Die SG zeigte sich wie gewohnt vor allem in der Deckungsarbeit stark. Immer wieder wurden so Fehler der Gäste erzwungen, die in schnelle Gegenstoßtore mündeten. „Wir haben den Gegner immer wieder in den Positionsangriff gezwungen und haben das dann gut verteidigt“, so Trainer Peter Reckzeh. Die Potsdamer, welche nur mit einem Wechselspieler antraten, versuchten von Beginn an das Tempo zu verschleppen. Die SG ließ sich davon jedoch nicht beirren und konnte sich beim 5:2 durch Stefan Köpke erstmals etwas absetzen (9.).
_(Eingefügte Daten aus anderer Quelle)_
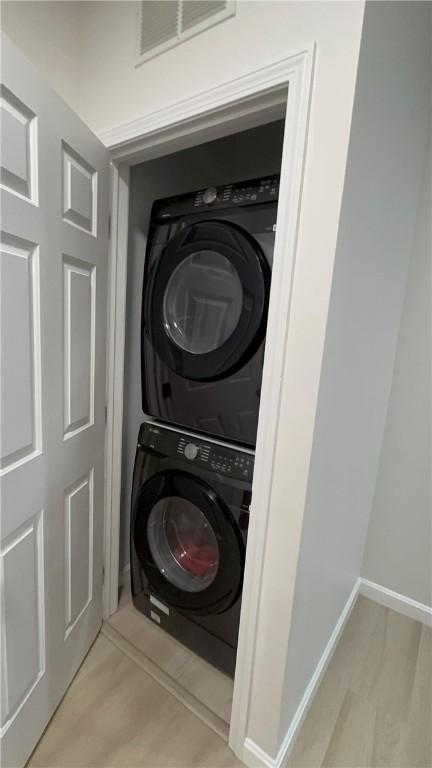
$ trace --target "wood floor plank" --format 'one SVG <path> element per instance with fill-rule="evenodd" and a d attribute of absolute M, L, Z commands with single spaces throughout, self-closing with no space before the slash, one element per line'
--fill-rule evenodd
<path fill-rule="evenodd" d="M 423 626 L 414 685 L 394 766 L 432 766 L 432 628 Z"/>
<path fill-rule="evenodd" d="M 414 768 L 416 763 L 400 762 L 404 723 L 372 702 L 347 689 L 329 747 L 325 768 Z"/>
<path fill-rule="evenodd" d="M 402 724 L 393 720 L 387 712 L 376 710 L 375 731 L 371 745 L 371 766 L 377 768 L 383 766 L 384 768 L 384 766 L 395 765 L 402 728 Z"/>
<path fill-rule="evenodd" d="M 372 765 L 376 710 L 347 690 L 324 755 L 324 768 L 364 768 Z"/>
<path fill-rule="evenodd" d="M 29 767 L 129 766 L 239 768 L 240 763 L 220 737 L 99 636 Z"/>
<path fill-rule="evenodd" d="M 384 608 L 349 683 L 352 691 L 396 721 L 408 717 L 421 628 L 419 622 Z"/>
<path fill-rule="evenodd" d="M 196 657 L 177 678 L 187 691 L 204 702 L 211 702 L 211 709 L 226 723 L 231 719 L 233 680 L 218 669 Z"/>
<path fill-rule="evenodd" d="M 384 610 L 362 596 L 357 599 L 291 750 L 289 768 L 319 768 L 323 764 L 353 670 Z"/>

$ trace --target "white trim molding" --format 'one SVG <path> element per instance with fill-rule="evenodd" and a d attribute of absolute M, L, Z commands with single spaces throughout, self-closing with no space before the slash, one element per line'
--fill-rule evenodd
<path fill-rule="evenodd" d="M 336 646 L 339 642 L 339 638 L 343 632 L 343 629 L 350 617 L 351 611 L 359 593 L 360 581 L 360 579 L 357 579 L 352 588 L 342 613 L 335 624 L 326 647 L 324 648 L 321 658 L 315 667 L 314 673 L 309 680 L 308 685 L 306 686 L 300 704 L 298 705 L 297 711 L 291 720 L 290 726 L 285 734 L 284 740 L 276 757 L 271 757 L 266 752 L 264 752 L 261 747 L 255 744 L 252 739 L 247 738 L 245 740 L 244 746 L 245 762 L 247 765 L 257 765 L 258 762 L 258 765 L 267 766 L 267 768 L 279 768 L 279 766 L 284 764 L 307 715 L 309 707 L 312 704 L 315 693 L 318 690 L 319 684 L 321 683 L 329 662 L 336 650 Z"/>
<path fill-rule="evenodd" d="M 108 272 L 103 617 L 118 607 L 129 168 L 112 166 Z"/>
<path fill-rule="evenodd" d="M 139 151 L 152 145 L 165 146 L 171 139 L 178 142 L 181 135 L 198 128 L 209 127 L 214 138 L 217 123 L 244 121 L 248 113 L 256 116 L 279 107 L 279 116 L 284 116 L 289 81 L 305 59 L 313 58 L 314 50 L 314 44 L 305 45 L 284 59 L 234 80 L 102 130 L 98 137 L 111 150 L 112 159 L 135 164 Z"/>
<path fill-rule="evenodd" d="M 363 577 L 360 579 L 359 592 L 364 597 L 374 600 L 375 603 L 391 608 L 393 611 L 409 616 L 416 621 L 421 621 L 428 627 L 432 626 L 432 606 L 430 605 L 419 603 L 412 597 L 401 595 L 400 592 L 394 592 L 392 589 L 383 587 L 381 584 L 375 584 L 375 582 Z"/>
<path fill-rule="evenodd" d="M 247 733 L 253 696 L 252 678 L 264 583 L 265 548 L 297 252 L 314 57 L 315 48 L 311 46 L 287 59 L 285 63 L 288 103 L 229 742 L 231 749 L 249 765 L 255 765 L 254 761 L 248 763 L 250 751 Z M 254 510 L 257 514 L 254 514 Z M 257 755 L 254 760 L 256 758 Z"/>
<path fill-rule="evenodd" d="M 251 700 L 258 613 L 264 570 L 273 456 L 278 437 L 282 371 L 288 325 L 301 191 L 312 94 L 315 45 L 305 45 L 281 61 L 248 72 L 181 103 L 143 115 L 100 134 L 114 163 L 112 250 L 109 299 L 107 394 L 107 492 L 104 617 L 118 601 L 120 467 L 123 422 L 124 330 L 127 272 L 127 166 L 211 141 L 252 125 L 285 117 L 279 189 L 279 215 L 269 302 L 256 464 L 254 507 L 259 508 L 248 536 L 238 663 L 229 744 L 242 757 Z"/>

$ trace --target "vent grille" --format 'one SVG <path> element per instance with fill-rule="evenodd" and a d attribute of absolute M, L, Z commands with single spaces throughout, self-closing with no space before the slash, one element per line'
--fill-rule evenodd
<path fill-rule="evenodd" d="M 224 0 L 183 0 L 182 3 L 182 30 L 190 29 L 195 24 L 206 21 L 215 13 L 226 10 Z"/>
<path fill-rule="evenodd" d="M 177 37 L 178 0 L 143 0 L 141 3 L 140 54 Z"/>
<path fill-rule="evenodd" d="M 230 18 L 235 0 L 142 0 L 138 64 Z"/>

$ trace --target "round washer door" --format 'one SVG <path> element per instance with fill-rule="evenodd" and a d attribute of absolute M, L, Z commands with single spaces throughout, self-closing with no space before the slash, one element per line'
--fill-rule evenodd
<path fill-rule="evenodd" d="M 200 478 L 153 475 L 137 499 L 133 540 L 150 590 L 172 608 L 209 615 L 237 599 L 244 543 L 228 507 Z"/>
<path fill-rule="evenodd" d="M 215 381 L 253 355 L 265 335 L 270 269 L 258 243 L 223 221 L 201 221 L 165 246 L 144 295 L 144 327 L 184 378 Z"/>

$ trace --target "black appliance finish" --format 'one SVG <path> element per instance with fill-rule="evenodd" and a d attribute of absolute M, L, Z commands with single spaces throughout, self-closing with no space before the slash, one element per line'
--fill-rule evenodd
<path fill-rule="evenodd" d="M 254 446 L 279 177 L 156 201 L 144 269 L 143 410 Z"/>
<path fill-rule="evenodd" d="M 254 456 L 141 426 L 131 514 L 135 607 L 234 675 Z"/>

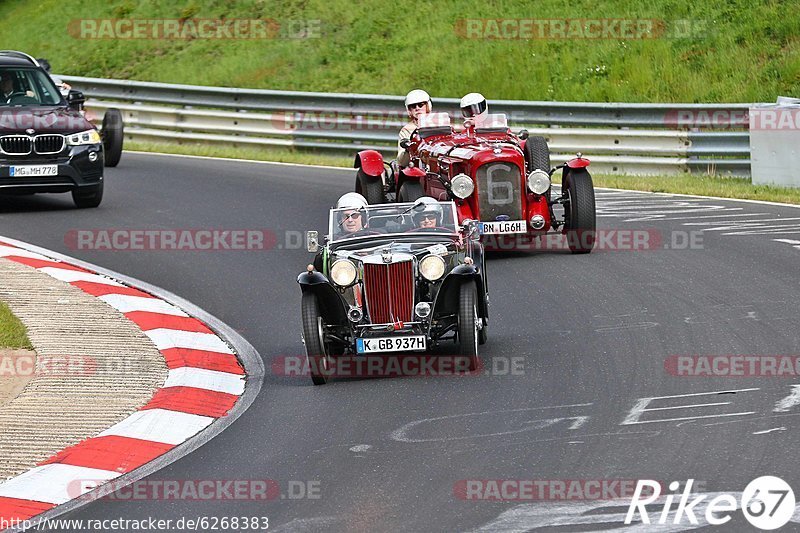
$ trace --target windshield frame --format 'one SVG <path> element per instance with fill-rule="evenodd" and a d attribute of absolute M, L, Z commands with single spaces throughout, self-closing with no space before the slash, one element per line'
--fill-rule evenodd
<path fill-rule="evenodd" d="M 446 237 L 452 239 L 453 236 L 458 236 L 461 232 L 461 226 L 458 223 L 458 213 L 456 210 L 455 202 L 452 200 L 437 202 L 442 207 L 442 226 L 447 228 L 447 231 L 380 231 L 380 233 L 367 233 L 365 235 L 347 236 L 343 233 L 339 226 L 339 213 L 344 211 L 352 211 L 353 208 L 340 208 L 331 209 L 328 216 L 328 242 L 341 244 L 344 242 L 363 242 L 369 239 L 395 239 L 397 237 L 426 237 L 426 238 L 439 238 Z M 391 204 L 373 204 L 368 205 L 366 208 L 361 208 L 359 211 L 364 212 L 364 215 L 369 217 L 370 213 L 373 216 L 386 216 L 396 217 L 403 215 L 404 217 L 411 217 L 414 213 L 414 202 L 404 203 L 391 203 Z M 362 215 L 362 216 L 364 216 Z M 452 216 L 452 220 L 450 220 Z M 368 227 L 366 229 L 369 229 Z M 379 230 L 374 230 L 379 231 Z"/>

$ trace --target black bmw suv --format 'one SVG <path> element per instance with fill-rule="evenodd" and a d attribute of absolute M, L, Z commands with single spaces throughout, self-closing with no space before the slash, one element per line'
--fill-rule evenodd
<path fill-rule="evenodd" d="M 83 103 L 79 91 L 63 96 L 33 57 L 0 51 L 0 194 L 71 192 L 78 207 L 100 205 L 103 168 L 122 151 L 122 120 L 112 117 L 119 124 L 104 127 L 113 137 L 104 139 Z"/>

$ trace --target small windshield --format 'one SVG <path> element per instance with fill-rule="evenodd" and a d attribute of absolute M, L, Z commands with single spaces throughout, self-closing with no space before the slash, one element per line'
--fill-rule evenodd
<path fill-rule="evenodd" d="M 426 113 L 419 117 L 420 128 L 449 128 L 450 115 L 447 113 Z"/>
<path fill-rule="evenodd" d="M 61 94 L 50 76 L 34 68 L 0 68 L 0 106 L 58 105 Z"/>
<path fill-rule="evenodd" d="M 508 119 L 505 113 L 487 113 L 475 117 L 476 130 L 494 130 L 508 128 Z"/>
<path fill-rule="evenodd" d="M 331 241 L 386 234 L 452 235 L 458 232 L 452 201 L 427 204 L 369 205 L 361 209 L 331 209 Z"/>

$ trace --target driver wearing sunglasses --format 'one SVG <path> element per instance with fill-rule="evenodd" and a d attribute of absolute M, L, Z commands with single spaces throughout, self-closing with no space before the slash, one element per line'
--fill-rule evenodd
<path fill-rule="evenodd" d="M 406 113 L 408 113 L 411 122 L 403 126 L 398 135 L 397 140 L 397 164 L 401 167 L 407 167 L 409 163 L 408 152 L 405 148 L 400 146 L 400 142 L 404 139 L 410 139 L 411 134 L 414 133 L 419 127 L 419 117 L 426 113 L 430 113 L 433 109 L 431 97 L 422 89 L 414 89 L 406 95 Z"/>
<path fill-rule="evenodd" d="M 345 233 L 355 233 L 364 229 L 364 220 L 360 211 L 350 209 L 342 213 L 342 230 Z"/>

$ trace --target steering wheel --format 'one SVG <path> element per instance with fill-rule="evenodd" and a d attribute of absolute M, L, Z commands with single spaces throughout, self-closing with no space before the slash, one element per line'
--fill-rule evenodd
<path fill-rule="evenodd" d="M 6 103 L 10 104 L 11 100 L 13 100 L 14 98 L 16 98 L 18 96 L 28 96 L 28 93 L 26 93 L 25 91 L 13 92 L 13 93 L 8 95 L 8 98 L 6 98 Z"/>
<path fill-rule="evenodd" d="M 366 235 L 382 235 L 380 231 L 375 231 L 371 229 L 360 229 L 358 231 L 354 231 L 353 233 L 342 233 L 342 236 L 339 237 L 340 239 L 349 239 L 351 237 L 364 237 Z"/>

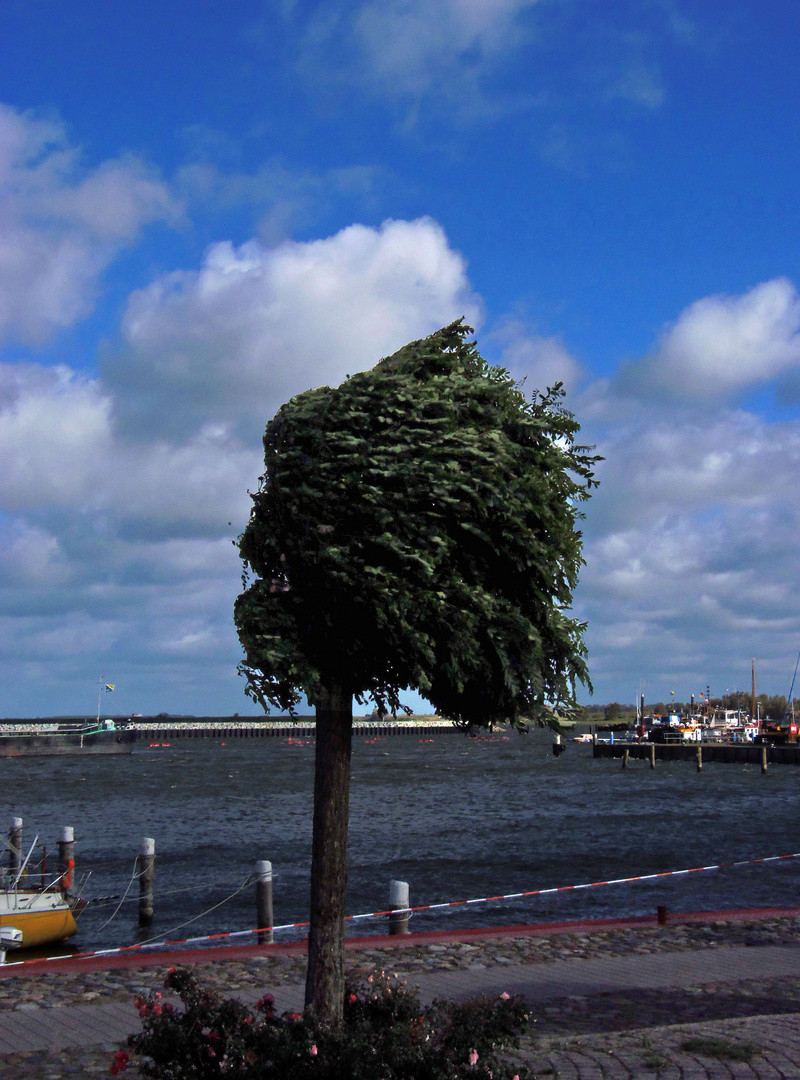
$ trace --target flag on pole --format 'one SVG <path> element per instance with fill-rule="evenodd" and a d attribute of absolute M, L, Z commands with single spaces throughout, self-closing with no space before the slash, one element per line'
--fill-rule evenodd
<path fill-rule="evenodd" d="M 113 689 L 114 689 L 114 684 L 110 683 L 110 682 L 107 682 L 106 683 L 106 693 L 110 694 Z"/>

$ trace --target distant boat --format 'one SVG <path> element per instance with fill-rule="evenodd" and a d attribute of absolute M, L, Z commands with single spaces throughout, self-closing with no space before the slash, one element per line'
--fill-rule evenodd
<path fill-rule="evenodd" d="M 137 732 L 132 724 L 87 720 L 82 724 L 1 724 L 0 758 L 64 754 L 130 754 Z"/>

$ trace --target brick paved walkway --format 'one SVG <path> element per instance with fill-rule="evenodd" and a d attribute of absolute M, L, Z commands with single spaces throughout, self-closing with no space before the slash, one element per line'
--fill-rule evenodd
<path fill-rule="evenodd" d="M 539 1040 L 514 1058 L 558 1080 L 797 1080 L 800 1016 L 755 1016 Z M 691 1049 L 683 1047 L 689 1045 Z M 736 1060 L 736 1051 L 749 1060 Z M 742 1053 L 743 1052 L 743 1053 Z"/>
<path fill-rule="evenodd" d="M 398 968 L 401 966 L 398 957 Z M 419 973 L 409 981 L 419 985 L 425 1001 L 505 990 L 522 993 L 532 1004 L 563 1003 L 564 1024 L 568 1027 L 566 1005 L 575 1000 L 583 1001 L 591 1012 L 593 1002 L 601 1007 L 601 996 L 614 992 L 638 990 L 644 998 L 648 993 L 652 997 L 662 991 L 667 995 L 670 987 L 686 990 L 765 978 L 800 979 L 800 947 L 719 947 L 491 968 L 475 965 Z M 247 1000 L 258 995 L 253 992 L 239 996 Z M 656 1074 L 661 1080 L 800 1080 L 800 1013 L 645 1028 L 635 1022 L 636 994 L 630 996 L 634 1002 L 629 1010 L 633 1023 L 629 1016 L 627 1030 L 581 1035 L 569 1030 L 534 1033 L 523 1044 L 521 1060 L 531 1064 L 537 1075 L 557 1076 L 558 1080 L 616 1080 Z M 302 987 L 283 986 L 276 989 L 275 997 L 279 1010 L 300 1008 Z M 546 1004 L 544 1008 L 547 1012 Z M 554 1006 L 555 1011 L 560 1008 L 561 1004 Z M 133 1004 L 127 1002 L 4 1011 L 0 1013 L 0 1078 L 57 1080 L 81 1076 L 92 1080 L 108 1075 L 110 1052 L 138 1026 Z M 681 1049 L 692 1037 L 717 1039 L 717 1056 Z M 749 1061 L 725 1056 L 743 1044 L 750 1045 Z M 708 1044 L 705 1049 L 709 1050 Z"/>

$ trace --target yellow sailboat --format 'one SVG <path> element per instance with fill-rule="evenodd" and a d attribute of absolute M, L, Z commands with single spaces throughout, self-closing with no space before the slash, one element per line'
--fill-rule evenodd
<path fill-rule="evenodd" d="M 21 931 L 23 949 L 64 941 L 78 930 L 63 893 L 28 888 L 0 889 L 0 926 Z"/>
<path fill-rule="evenodd" d="M 23 860 L 21 832 L 22 818 L 14 818 L 8 841 L 2 840 L 10 853 L 10 861 L 8 866 L 0 867 L 0 930 L 12 927 L 18 930 L 21 938 L 5 935 L 13 937 L 11 947 L 31 949 L 72 937 L 78 929 L 75 915 L 85 904 L 71 895 L 75 866 L 71 856 L 66 866 L 61 867 L 62 872 L 46 881 L 46 856 L 43 855 L 41 883 L 38 886 L 32 883 L 30 860 L 39 837 L 34 839 Z M 71 840 L 72 830 L 65 830 L 65 833 Z"/>

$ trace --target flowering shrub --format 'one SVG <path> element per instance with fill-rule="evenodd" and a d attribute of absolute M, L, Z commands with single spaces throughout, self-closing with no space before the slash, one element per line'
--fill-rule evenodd
<path fill-rule="evenodd" d="M 187 970 L 170 971 L 161 994 L 136 999 L 142 1031 L 128 1044 L 153 1080 L 526 1080 L 502 1061 L 528 1019 L 519 997 L 503 994 L 423 1008 L 404 983 L 385 974 L 348 985 L 339 1027 L 313 1016 L 278 1016 L 271 994 L 251 1011 L 203 990 Z M 127 1064 L 114 1059 L 112 1072 Z"/>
Leroy Fleischer zeigte sich bei Kontern stets gefährlich und auch Erik Dohrn konnte vom Kreis Akzente setzen. Nach dem 7:3 durch Dohrn nahm sich die SG aber eine spielerische Auszeit und Potsdam konnte bis auf 7:6 aufschließen (21.). Folgerichtig nahm Trainer Reckzeh seine Auszeit. Seine Worte fanden offenbar Gehör, denn die Westhavelländer konnten sich nach Toren von Herrmann, Dohrn und Woizick bis zur Pause wieder auf 10:7 absetzen.

In der Halbzeit monierte Reckzeh, dass zu viele Würfe am Mann genommen wurden und nicht konsequent die Lücken gesucht wurden. Außerdem sollte das Tempo hoch gehalten werden. Nach der Pause blieben beide Mannschaften bis zum 12:9 im Gleichschritt. Dann hielt Wilke einen Siebenmeter und Woizick konnte mit zwei schnellen Treffern auf 14:9 erhöhen (38.). Nun wurde die Partie etwas ruppiger, wodurch beide Mannschaften öfter in Unterzahl agieren mussten. In dieser Phase zeichnete sich Pitsch aus, der einen weiteren Strafwurf vereitelte. Bis zum 18:13 pendelte sich der Westhavelländer Vorsprung bei fünf Toren ein. Merklich verließen die Gäste nun die Kräfte, was die SG konsequent nutzte. Über 20:14 setzte man sich auf 23:15 ab und sorgte damit für die Entscheidung. Peter Reckzeh nutzte dies, um auch Spielern die Möglichkeit zu geben, die sonst nicht so häufig auf dem Parkett stehen. Ohne Mühe brachte die SG das Spiel mit 25:19 sicher nach Hause und hält den Anschluss an die Tabellenspitze.

„Ich bin mit der Leistung meiner Mannschaft zufrieden. Vor allem unsere Deckungsarbeit hat mir sehr gut gefallen. Allerdings darf man auch nicht vergessen, dass Potsdam nur einen Wechsler dabei hatte“, so Peter Reckzeh nach dem Spiel.